Ainsi, les grands trésoriers du monde s’accordent-ils en fonction de leurs accointances personnelles pour financer plutôt tel ou tel gadget capitaliste et pas celui-là. Les prétextes officiels sont mignons : pour Lehman Brothers ((Pour laquelle je n’ai pas l’intention de verser une larme, notez.)), il n’y avait pas d’acheteurs, mais pour Freddy Mac et Fanny Mae, l’intérêt du système imposait le sauvetage. D’autres fois, on arguera que trop d’emplois seraient perdus sans un soutien de l’État, alors que les fermetures, par le passé des industries automobiles, métallurgiques ou minières un peu partout en Amérique du Nord ou en Europe, ne seraient jamais que des incidents dans la grande marche vers le progrès libéral…
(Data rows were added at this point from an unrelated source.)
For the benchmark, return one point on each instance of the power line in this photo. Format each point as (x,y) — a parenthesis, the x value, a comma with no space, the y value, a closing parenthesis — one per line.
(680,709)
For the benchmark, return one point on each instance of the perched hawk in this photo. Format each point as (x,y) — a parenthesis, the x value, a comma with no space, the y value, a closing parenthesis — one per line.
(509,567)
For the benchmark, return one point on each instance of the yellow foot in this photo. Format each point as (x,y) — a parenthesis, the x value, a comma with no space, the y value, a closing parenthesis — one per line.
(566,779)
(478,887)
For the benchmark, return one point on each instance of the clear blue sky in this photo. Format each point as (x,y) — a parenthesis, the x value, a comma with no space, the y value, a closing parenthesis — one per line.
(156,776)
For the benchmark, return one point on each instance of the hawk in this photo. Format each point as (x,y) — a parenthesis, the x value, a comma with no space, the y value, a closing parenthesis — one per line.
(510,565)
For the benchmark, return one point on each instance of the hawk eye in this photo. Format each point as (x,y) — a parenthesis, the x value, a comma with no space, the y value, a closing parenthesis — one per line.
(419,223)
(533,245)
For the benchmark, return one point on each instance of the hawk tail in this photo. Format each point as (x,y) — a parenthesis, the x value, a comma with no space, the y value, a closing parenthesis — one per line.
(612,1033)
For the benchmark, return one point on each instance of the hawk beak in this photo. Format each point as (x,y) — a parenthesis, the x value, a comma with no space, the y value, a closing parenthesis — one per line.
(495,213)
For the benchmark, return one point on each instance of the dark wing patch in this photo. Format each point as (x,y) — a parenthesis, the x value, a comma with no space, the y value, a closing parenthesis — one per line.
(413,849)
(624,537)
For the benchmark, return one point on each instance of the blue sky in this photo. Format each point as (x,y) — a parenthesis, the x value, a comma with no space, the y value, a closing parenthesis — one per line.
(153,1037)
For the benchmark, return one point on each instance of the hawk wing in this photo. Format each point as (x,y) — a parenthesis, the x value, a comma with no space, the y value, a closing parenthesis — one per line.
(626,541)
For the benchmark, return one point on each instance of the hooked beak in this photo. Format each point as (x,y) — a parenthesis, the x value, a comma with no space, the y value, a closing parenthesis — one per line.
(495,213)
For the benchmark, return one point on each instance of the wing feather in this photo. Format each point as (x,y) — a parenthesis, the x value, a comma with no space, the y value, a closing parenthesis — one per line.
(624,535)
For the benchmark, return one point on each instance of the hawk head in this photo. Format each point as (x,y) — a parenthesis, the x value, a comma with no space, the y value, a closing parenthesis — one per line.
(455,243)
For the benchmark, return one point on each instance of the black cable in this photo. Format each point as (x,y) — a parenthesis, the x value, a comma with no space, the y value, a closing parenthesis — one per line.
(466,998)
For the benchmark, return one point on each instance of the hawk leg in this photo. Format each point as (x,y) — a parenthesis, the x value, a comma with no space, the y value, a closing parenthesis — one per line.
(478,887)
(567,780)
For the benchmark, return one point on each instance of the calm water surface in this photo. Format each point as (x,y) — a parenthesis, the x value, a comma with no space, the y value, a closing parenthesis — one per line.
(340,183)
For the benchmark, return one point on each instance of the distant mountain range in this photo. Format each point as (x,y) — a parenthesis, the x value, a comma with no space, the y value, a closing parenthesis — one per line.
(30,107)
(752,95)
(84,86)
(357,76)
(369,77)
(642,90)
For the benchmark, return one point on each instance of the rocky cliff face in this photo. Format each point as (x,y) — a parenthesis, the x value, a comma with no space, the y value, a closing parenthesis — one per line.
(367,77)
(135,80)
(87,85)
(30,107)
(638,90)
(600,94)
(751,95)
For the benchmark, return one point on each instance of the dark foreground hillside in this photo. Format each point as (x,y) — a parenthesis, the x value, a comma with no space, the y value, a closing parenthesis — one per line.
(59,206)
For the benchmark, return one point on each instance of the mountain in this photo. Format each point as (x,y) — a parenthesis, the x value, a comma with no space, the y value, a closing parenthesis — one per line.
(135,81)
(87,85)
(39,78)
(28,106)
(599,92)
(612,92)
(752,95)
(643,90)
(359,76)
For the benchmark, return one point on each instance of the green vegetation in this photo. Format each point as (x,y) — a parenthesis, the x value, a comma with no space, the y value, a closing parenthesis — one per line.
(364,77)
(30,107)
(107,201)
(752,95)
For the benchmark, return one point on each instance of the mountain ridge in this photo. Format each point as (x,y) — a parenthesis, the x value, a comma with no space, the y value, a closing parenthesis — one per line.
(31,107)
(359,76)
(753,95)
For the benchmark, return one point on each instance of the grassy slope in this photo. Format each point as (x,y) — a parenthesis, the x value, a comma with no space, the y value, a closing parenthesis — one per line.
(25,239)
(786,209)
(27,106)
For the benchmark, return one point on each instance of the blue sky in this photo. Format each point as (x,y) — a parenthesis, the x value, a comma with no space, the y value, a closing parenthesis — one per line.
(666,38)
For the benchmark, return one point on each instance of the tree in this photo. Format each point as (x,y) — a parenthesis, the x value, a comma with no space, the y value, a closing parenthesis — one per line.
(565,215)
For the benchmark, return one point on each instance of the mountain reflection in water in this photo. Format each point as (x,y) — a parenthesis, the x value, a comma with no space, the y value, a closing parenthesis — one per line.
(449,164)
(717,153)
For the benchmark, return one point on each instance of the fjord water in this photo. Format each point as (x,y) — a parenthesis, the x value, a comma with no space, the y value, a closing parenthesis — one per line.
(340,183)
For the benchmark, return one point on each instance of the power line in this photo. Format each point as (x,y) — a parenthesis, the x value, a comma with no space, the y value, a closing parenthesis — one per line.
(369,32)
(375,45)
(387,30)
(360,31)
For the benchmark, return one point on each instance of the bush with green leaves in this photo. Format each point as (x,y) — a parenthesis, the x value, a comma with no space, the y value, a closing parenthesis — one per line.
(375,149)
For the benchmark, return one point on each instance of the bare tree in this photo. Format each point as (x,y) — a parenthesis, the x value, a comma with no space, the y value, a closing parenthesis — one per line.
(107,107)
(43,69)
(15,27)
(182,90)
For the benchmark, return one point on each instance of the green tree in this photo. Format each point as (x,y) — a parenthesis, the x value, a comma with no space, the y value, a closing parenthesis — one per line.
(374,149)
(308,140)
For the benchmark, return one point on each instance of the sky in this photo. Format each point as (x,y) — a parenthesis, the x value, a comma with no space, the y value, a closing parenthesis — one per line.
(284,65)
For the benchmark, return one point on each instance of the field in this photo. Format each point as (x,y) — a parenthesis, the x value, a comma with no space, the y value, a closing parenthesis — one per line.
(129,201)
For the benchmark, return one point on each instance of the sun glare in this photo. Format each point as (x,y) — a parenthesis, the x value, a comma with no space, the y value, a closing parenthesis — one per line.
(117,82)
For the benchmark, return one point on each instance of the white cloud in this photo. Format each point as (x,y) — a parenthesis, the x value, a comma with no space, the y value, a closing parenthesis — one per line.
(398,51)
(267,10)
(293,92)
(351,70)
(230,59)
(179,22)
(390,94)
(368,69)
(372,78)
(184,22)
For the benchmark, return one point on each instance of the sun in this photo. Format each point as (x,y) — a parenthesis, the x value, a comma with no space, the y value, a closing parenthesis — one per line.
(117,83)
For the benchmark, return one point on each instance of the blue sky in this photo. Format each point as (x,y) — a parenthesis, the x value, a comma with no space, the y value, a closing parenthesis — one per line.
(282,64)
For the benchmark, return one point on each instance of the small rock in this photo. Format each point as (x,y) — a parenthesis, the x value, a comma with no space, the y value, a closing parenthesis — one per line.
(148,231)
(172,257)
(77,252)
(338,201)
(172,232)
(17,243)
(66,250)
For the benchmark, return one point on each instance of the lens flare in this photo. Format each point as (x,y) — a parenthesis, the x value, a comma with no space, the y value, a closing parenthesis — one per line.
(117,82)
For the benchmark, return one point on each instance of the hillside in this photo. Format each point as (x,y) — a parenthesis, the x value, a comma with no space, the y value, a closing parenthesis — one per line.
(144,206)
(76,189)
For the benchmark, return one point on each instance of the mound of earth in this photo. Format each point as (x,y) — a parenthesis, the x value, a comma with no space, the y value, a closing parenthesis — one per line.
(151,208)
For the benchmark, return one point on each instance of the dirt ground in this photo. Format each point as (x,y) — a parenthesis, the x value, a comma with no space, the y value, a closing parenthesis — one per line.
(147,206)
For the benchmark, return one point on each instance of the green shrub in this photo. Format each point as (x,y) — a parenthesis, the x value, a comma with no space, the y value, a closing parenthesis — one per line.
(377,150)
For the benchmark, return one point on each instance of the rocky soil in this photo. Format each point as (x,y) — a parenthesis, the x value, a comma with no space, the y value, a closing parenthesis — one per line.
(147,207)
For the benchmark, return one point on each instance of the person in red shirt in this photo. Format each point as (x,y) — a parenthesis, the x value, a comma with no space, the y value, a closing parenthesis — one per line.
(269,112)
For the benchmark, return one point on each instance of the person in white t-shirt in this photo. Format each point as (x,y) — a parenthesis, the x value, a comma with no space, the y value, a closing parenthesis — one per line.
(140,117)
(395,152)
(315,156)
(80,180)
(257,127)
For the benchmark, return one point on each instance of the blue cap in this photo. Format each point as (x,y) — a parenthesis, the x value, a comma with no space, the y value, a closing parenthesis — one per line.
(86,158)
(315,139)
Je pourrais rétorquer que, si des banques ferment, si des milliers d’employés perdent leurs jobs en Europe et aux USA, les banques brésiliennes ((Ici, en effet, le secteur bancaire est (malheureusement) solide.)) ou sud-africaines finiraient peut-être par y gagner et, qui sait ?, offrir plein de jobs à plein de petits mandaïs locaux -et aussi assurer une meilleure santé financière au système qui y gagnera en productivité, etc.
Sans les aides de nos administrations occidentales, les institutions financières des pays « émergents » pourraient racheter les bonnes vieilles insitutions euro-étatsuniennes (ça aurait de la gueule, le rachat des banques colonialistes par les anciens colonisés).
Tout ceci m’offre un argument supplémentaire pour dénier à l’État la prétention d’être la solution aux problèmes qu’il a contribué à créer. Ni le marché, ni l’État ne peuvent être dédouanés. Ils sont complices, d’autant plus pernicieux qu’ils jouent, devant le juge du public, à se renvoyer la balle avec des arguments qui ne permet d’en condamner aucun tout seul.
C’est ensemble qu’il faut les noyer.